Il Produttore
Originario di Beine, Christophe Patrice lavora prima con suo padre e i suoi zii prima di spiccare il volo da solo: nel 2006 crea il suo vigneto di 5 ha, poi nel 2011 approfitta dell'opportunità di rilevare il dominio di Daniel Roblot. Questa acquisizione porta la superficie totale a 22 ha e conferma l'orientamento familiare verso una viticoltura di precisione, rimasta indipendente e impegnata.
Oggi il dominio si estende sui comuni di Beine, Courgis e Chablis: suoli kimméridgiani ricchi di marne e fossili, esposizioni varie, vigne di età media di 45 anni (alcune superano i 70 anni). Questo patchwork offre espressioni complementari del chardonnay, dal Petit-Chablis ai Chablis 1er Cru Beauregard, con vini caratterizzati dalla salinità, dalla tensione e dalla mineralità tipiche della zona.
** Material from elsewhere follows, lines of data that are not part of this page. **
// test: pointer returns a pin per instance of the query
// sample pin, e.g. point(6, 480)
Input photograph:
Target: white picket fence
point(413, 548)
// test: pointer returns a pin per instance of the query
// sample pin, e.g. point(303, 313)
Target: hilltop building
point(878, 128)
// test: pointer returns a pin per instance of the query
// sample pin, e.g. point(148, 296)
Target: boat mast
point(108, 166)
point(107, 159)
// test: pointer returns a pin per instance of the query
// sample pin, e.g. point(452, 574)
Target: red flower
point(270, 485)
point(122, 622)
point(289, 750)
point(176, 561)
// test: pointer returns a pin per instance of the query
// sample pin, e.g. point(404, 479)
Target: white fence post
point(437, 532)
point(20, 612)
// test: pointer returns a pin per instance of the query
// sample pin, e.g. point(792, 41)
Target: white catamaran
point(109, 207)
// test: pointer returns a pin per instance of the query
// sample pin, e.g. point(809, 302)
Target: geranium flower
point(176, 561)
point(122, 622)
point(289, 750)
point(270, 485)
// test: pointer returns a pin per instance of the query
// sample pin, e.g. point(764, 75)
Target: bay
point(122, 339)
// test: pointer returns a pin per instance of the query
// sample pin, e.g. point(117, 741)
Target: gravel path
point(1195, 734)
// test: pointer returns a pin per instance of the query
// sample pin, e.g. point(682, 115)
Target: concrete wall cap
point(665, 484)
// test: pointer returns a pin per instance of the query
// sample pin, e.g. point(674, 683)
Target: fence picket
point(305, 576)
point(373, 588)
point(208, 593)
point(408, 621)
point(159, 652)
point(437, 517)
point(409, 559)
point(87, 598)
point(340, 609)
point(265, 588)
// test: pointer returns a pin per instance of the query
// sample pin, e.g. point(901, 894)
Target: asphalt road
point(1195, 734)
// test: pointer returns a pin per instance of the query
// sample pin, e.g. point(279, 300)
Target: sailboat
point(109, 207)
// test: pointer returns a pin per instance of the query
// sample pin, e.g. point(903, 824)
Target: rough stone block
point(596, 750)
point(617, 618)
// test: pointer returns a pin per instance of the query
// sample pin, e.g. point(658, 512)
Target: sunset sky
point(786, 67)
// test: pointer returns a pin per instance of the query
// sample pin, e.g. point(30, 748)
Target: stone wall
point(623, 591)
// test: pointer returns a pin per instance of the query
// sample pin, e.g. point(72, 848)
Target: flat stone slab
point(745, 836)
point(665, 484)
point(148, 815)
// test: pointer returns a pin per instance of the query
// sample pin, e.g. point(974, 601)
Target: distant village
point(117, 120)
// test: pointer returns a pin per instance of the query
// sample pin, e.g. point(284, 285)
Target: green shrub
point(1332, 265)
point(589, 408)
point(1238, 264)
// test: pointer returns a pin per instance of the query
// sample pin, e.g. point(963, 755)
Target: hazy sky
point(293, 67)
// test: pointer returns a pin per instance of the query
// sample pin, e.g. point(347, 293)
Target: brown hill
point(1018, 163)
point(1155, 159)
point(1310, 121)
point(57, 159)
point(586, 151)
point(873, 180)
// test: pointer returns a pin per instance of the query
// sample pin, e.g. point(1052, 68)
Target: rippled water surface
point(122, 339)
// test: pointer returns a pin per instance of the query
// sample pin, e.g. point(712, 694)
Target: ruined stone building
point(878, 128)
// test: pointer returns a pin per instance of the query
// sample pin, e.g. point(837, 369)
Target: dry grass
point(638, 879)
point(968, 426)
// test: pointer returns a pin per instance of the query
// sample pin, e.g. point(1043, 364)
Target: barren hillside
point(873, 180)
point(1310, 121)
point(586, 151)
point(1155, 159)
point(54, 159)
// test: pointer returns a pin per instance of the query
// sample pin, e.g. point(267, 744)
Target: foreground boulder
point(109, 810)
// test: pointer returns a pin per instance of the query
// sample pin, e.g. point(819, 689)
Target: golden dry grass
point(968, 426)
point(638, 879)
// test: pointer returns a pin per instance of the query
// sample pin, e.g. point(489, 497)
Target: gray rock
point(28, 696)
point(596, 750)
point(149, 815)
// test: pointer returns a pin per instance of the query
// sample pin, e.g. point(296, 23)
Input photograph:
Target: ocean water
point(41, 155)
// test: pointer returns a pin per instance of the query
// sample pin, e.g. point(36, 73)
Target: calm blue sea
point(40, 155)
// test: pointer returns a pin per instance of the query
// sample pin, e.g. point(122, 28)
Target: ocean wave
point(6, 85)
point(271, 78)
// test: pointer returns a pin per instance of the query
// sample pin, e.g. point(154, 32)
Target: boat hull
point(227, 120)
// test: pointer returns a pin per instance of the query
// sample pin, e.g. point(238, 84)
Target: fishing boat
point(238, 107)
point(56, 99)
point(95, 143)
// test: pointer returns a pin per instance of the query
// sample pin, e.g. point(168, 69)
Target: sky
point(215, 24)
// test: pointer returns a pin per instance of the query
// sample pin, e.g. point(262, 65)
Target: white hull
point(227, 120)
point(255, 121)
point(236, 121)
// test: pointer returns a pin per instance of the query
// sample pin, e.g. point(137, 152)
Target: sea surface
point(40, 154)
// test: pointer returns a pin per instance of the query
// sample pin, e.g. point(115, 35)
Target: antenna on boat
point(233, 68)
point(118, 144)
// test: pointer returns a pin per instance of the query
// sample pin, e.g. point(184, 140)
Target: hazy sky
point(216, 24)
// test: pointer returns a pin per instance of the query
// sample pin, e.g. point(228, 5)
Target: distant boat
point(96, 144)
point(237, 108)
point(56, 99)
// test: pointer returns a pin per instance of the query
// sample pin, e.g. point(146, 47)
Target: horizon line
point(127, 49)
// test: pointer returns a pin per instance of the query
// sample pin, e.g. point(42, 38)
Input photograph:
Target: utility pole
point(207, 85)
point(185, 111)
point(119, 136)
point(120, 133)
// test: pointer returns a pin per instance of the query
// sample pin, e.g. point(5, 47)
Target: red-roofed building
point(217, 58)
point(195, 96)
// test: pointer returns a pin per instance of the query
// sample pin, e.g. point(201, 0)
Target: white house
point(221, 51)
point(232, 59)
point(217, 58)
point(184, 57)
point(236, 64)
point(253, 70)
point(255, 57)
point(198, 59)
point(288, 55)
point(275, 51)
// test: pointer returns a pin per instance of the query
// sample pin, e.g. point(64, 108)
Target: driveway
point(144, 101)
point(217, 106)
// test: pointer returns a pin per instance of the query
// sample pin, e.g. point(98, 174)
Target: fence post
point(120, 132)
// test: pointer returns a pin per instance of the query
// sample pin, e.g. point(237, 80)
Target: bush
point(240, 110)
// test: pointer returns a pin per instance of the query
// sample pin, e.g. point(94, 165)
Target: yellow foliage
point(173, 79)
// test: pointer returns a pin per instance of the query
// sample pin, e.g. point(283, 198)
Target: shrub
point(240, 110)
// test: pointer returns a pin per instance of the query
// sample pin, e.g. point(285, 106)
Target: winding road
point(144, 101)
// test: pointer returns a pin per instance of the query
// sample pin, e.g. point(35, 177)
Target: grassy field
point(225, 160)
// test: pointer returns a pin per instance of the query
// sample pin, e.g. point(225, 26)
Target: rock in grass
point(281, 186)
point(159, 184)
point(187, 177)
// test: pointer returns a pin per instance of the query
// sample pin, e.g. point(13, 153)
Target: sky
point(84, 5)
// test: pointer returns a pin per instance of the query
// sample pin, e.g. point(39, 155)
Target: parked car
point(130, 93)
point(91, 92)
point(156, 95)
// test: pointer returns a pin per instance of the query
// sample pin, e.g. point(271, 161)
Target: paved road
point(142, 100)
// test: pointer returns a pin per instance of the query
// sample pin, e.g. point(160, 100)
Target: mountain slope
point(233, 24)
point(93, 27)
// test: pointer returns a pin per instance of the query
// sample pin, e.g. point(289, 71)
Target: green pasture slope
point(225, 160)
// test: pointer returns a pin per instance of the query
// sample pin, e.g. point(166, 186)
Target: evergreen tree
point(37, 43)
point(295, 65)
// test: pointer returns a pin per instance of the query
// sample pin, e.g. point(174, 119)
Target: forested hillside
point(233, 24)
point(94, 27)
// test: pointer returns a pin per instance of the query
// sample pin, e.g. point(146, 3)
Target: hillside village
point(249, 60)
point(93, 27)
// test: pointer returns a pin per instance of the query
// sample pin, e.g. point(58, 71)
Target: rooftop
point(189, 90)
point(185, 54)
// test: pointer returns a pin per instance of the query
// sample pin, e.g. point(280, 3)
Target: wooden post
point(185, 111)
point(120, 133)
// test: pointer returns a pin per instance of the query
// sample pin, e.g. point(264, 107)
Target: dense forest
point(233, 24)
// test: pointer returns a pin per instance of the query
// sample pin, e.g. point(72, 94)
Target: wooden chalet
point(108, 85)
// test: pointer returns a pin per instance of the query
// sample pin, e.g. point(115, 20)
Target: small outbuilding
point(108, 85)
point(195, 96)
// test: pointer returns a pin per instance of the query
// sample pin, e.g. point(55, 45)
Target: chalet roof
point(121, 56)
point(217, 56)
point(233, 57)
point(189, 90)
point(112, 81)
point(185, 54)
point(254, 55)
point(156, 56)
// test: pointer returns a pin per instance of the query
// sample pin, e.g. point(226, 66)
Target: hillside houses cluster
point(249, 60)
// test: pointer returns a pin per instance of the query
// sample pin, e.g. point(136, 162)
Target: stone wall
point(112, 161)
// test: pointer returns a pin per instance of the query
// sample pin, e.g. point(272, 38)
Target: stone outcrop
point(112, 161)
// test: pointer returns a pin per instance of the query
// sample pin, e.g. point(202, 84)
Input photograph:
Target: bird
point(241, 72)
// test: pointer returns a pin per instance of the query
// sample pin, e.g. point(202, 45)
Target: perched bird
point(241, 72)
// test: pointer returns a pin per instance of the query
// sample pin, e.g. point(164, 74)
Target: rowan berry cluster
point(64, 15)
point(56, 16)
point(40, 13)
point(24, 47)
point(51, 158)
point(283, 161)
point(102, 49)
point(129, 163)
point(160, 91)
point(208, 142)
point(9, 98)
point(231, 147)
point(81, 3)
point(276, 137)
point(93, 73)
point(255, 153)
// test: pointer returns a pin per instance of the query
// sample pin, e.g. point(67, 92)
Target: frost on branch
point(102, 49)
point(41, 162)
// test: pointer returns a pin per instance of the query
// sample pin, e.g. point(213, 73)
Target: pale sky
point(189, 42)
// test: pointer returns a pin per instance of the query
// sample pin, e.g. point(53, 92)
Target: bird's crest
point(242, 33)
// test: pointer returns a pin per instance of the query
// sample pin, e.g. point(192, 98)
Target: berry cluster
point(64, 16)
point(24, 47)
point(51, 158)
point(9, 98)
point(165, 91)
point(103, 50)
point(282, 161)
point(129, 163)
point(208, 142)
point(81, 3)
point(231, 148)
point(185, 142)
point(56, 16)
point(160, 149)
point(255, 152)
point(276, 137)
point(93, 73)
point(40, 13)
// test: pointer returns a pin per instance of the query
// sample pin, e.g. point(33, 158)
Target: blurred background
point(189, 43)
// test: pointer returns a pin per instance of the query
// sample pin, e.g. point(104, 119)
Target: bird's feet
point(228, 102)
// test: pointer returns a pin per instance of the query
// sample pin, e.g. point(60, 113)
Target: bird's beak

Alla guida dell'azienda con sua moglie Aurélie, Christophe Patrice continua la conversione HVE, pratica vinificazioni per parcella, pressatura in grappoli interi e lunghi affinamenti sui lieviti per preservare l'energia del frutto. Lo stile della casa privilegia la purezza e la bevibilità senza sacrificare la profondità: i suoi 2023 confermano un know-how che seduce sia gli appassionati che i negozi di vino all'estero.
Il Vino
Suolo calcareo ricco di fossili. Vendemmia manuale, affinamento in vasche.
Degustazione
Colore giallo chiaro brillante, molto invitante. Al naso, le note agrumate richiamano aromi di frutti bianchi come l'albicocca. Bocca abbastanza minerale, netta su note di limone molto rinfrescanti, con una rotondità che porta equilibrio.